HIST-LIT 90EM: Empire and Archive in the Colonial Americas

Semester: 

Fall

Offered: 

2020

Instructor: Alan Niles
Meeting time: Wednesday, 12:00 - 2:45

Empire and ArchiveHow do we know the histories of colonialism and empire? In this course, we will study how European expansion in the Americas fueled and was fueled by the production of records and representations of colonial spaces and their peoples. We will study how violence and resistance shaped alternative systems of knowledge making among Indigenous and African communities, including oral histories, wampum, featherwork, graffiti, and vodou.
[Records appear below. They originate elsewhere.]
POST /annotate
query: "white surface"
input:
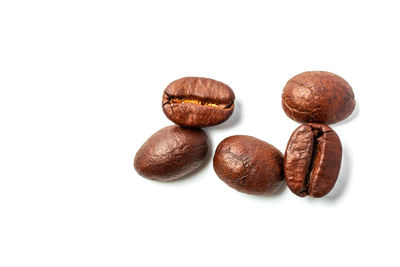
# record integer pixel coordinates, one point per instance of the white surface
(81, 85)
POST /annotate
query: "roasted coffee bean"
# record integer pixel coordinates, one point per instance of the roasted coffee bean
(312, 160)
(171, 153)
(198, 102)
(318, 96)
(249, 165)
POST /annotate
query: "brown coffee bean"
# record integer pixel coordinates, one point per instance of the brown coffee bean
(312, 160)
(171, 153)
(318, 96)
(198, 102)
(249, 165)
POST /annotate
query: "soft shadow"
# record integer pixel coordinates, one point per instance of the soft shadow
(343, 179)
(274, 195)
(233, 120)
(352, 117)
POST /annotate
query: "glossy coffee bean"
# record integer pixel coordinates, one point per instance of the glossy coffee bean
(198, 102)
(171, 153)
(312, 160)
(249, 165)
(318, 96)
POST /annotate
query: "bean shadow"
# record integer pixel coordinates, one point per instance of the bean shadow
(233, 120)
(344, 177)
(352, 117)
We will work with sources by canonical authors including Columbus, Montaigne, Mary Rowlandson, and Juana Inés de la Cruz alongside the works of anonymous or unfamiliar writers, artists, and craftspeople including Afro-Brazilian healers, Tupinambá featherworkers, and the Massachusett and Nipmuc printers who worked in Harvard Yard. Throughout our course, we will ask: what interplay of power, resistance, and chance produces an artwork, document, or memory of the past—or ensures its survival and visibility in the present? What responsibility does a historian or critic have towards the silences of the archive and what strategies might recover marginalized perspectives from the past? How can attending to these histories of the archive shape the stories we tell today?